Depois da vitória sofrida contra a Nigéria, na última terça-feira, nem tudo foi festa para os argentinos. Na mesma tarde, 354 trabalhadores da histórica agência de notícias pública Télam, quase 40% de todo o pessoal da estatal, foram demitidos pelo ministro de Meios e Conteúdos Públicos, Hernán Lombardi. As redes explodiram em relatos de cortar o coração.
“Obrigado, Hernán Lombardi, por explicar a meus netos que o trabalho que seu avô fez durante 33 anos na Télam, como encabeçar a equipe de repórteres no julgamento de ex-comandantes (da ditadura militar) ou na primeira reportagem sobre Rajiv Gandhi em Nova Déli não era jornalismo.

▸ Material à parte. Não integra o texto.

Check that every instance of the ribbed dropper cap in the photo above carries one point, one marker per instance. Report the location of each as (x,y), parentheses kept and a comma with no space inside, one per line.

Até agora eu os enganei. Enganei 13 presidentes, quatro papas, mas o jornalismo começa agora. Entrei como repórter e me aposentei como secretário de redação. Fui um grande farsante. Quase quatro décadas trabalhando como jornalista e 33 anos na Télam em todos os cargos. Jamais imaginei este presente. Muito triste. Choro. Perdoa-me, Messi, gostaria de estar festejando, mas a angústia é enorme”, escreveu naquela noite Miguel Sintas, um dos demitidos.
“Meus filhos choram com o gol de Rojo, eu porque não sei como dizer a eles que hoje me despediram da Agência depois de 22 anos”, se pronunciava tristemente outro jornalista despedido, Carlos Nis.
A agência de notícias estatal padeceu também na última ditadura (1976-1983), quando teve dois trabalhadores desaparecidos sob o regime. Em 2000, o governo de Fernando de la Rúa chegou a anunciar o encerramento da área de publicidade e a venda da sede central da agência, no bairro de Montserrat, em Buenos Aires, mas as medidas não se concretizaram. Lombardi integrou o governo de la Rúa como ministro do Turismo, Cultura e Esportes.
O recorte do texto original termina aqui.